Twenty-one of the group apprehended were charged with illegal assembly, thuggery, vandalism of private property and possession of objects intended to be used to attack civilians. Seven men, currently at large, were accused of inciting the female defendants to commit these crimes.
The adult defendants were handed down a sentence of six years for illegal assembly, four years for thuggery, one month for vandalism and a one month suspended sentence and fine of LE500 for possession of objects intended to be used to attack civilians.
The male defendants were convicted in absentia and sentenced to six years imprisonment.
There has been widespread condemnation of the sentences, which in some quarters are viewed as disproportionate and politically driven.
Former member of parliament Mostafa al-Naggar said on his Twitter account that the sentences amount to the “suicide of justice in Egypt.”
“Anyone with an active conscience, or with any semblance of human conscience left, will not be able to sleep at night as long as he sees injustice towards girls behind bars," al-Naggar said.
In a statement issued Wednesday Nader Bakkar, a member of the Salafi Nour Party questioned why the group had been convicted while “criminals who admit to throwing molotov cocktails at the armed forces” escape justice. Bakkar asked, “whether protesting has itself become a crime.”
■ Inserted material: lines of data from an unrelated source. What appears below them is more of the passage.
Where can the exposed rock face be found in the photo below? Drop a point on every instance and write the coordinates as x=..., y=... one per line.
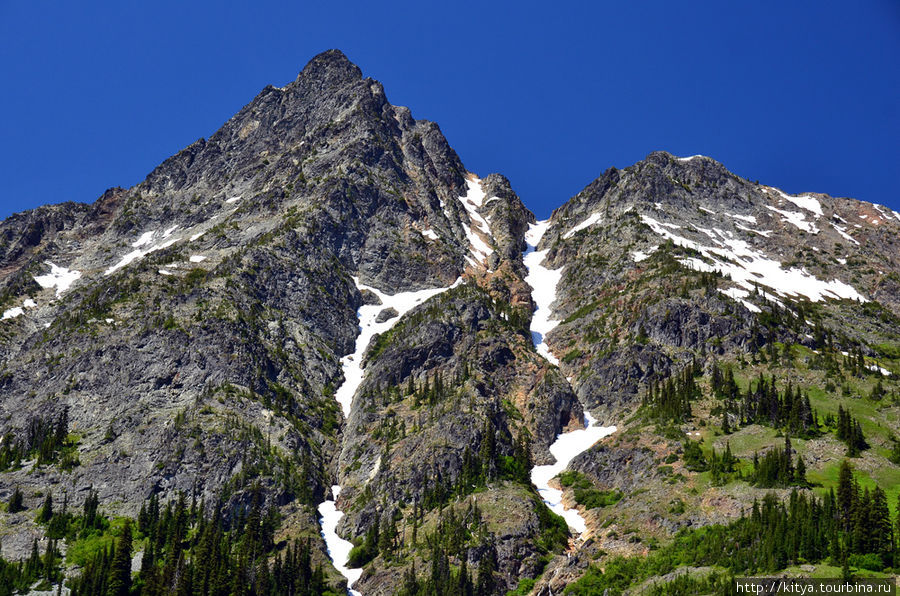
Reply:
x=193, y=328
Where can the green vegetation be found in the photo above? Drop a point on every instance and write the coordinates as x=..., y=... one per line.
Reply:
x=189, y=551
x=670, y=401
x=44, y=438
x=854, y=522
x=585, y=493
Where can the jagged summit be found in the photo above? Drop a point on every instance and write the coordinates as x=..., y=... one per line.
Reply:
x=329, y=68
x=320, y=309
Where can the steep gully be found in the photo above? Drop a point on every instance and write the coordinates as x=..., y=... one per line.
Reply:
x=543, y=282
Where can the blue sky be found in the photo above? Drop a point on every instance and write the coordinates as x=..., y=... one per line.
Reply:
x=800, y=95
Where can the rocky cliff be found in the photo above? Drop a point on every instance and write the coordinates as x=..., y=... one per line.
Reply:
x=321, y=294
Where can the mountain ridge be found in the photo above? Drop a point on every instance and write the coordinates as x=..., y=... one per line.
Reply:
x=194, y=331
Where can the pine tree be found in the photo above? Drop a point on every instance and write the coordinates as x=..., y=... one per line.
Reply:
x=15, y=501
x=46, y=512
x=119, y=582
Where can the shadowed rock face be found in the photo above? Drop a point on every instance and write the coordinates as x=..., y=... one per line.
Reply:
x=192, y=326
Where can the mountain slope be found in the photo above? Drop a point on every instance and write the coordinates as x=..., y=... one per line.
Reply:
x=321, y=295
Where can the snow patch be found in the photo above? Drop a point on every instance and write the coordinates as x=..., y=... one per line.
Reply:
x=880, y=369
x=843, y=232
x=338, y=548
x=591, y=220
x=59, y=277
x=543, y=282
x=471, y=202
x=12, y=313
x=639, y=256
x=144, y=238
x=796, y=219
x=351, y=364
x=747, y=218
x=807, y=202
x=566, y=447
x=748, y=267
x=741, y=296
x=763, y=233
x=138, y=254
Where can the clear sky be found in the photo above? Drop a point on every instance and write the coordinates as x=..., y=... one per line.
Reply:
x=800, y=95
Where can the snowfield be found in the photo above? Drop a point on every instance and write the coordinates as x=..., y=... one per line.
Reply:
x=351, y=365
x=749, y=268
x=566, y=447
x=543, y=282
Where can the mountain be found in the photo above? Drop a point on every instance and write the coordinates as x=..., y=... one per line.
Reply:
x=316, y=331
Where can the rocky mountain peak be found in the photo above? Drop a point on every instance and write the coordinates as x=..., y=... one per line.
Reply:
x=331, y=68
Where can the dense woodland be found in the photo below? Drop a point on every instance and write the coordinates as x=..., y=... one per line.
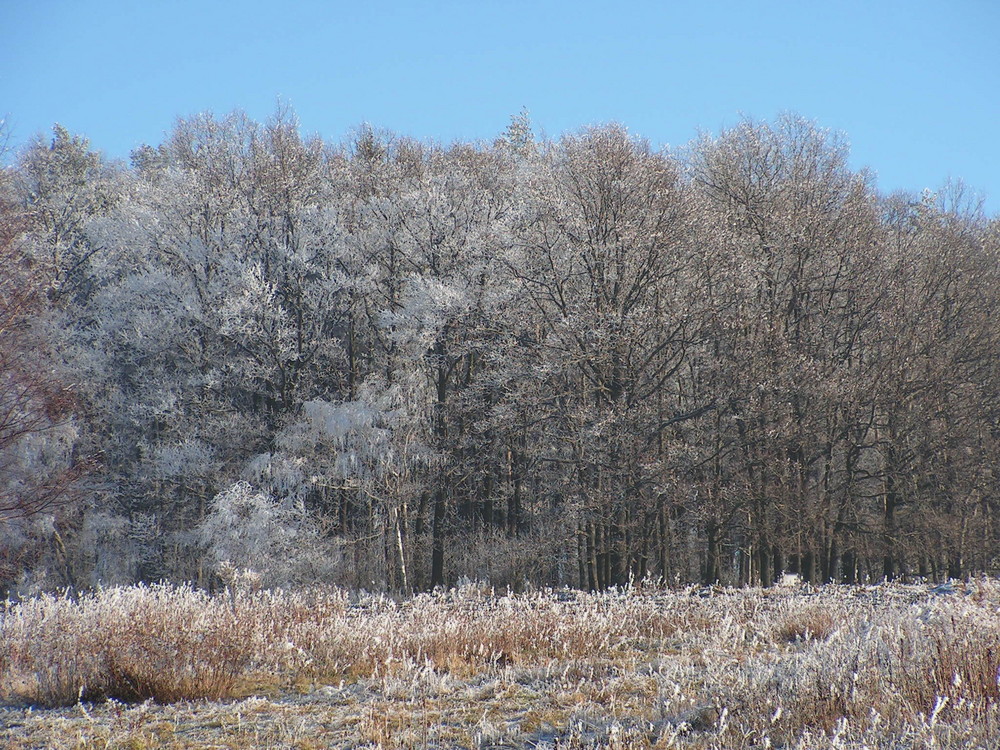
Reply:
x=391, y=364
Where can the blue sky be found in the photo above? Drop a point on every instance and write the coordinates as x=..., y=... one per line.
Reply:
x=915, y=85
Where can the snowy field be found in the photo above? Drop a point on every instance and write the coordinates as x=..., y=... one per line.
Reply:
x=887, y=666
Ahmed Abdel-Hamid, a member of Al-Dawaa Al-Salafeyya and member of the dissolved Shura Council said that the verdict “is a return to the era of dark repression” and threatens to “increase tension in the street.”
Azawi Ali Azawi, spokesperson for the National Salvation Front, a coalition of liberal groups called via Twitter for the women's release and said that the verdicts are “unbefitting of revolutionary Egypt.”
Nasserist and former presidential candidate Hamdeen Sabbahi called on interim president Adly Mansour to pardon the group.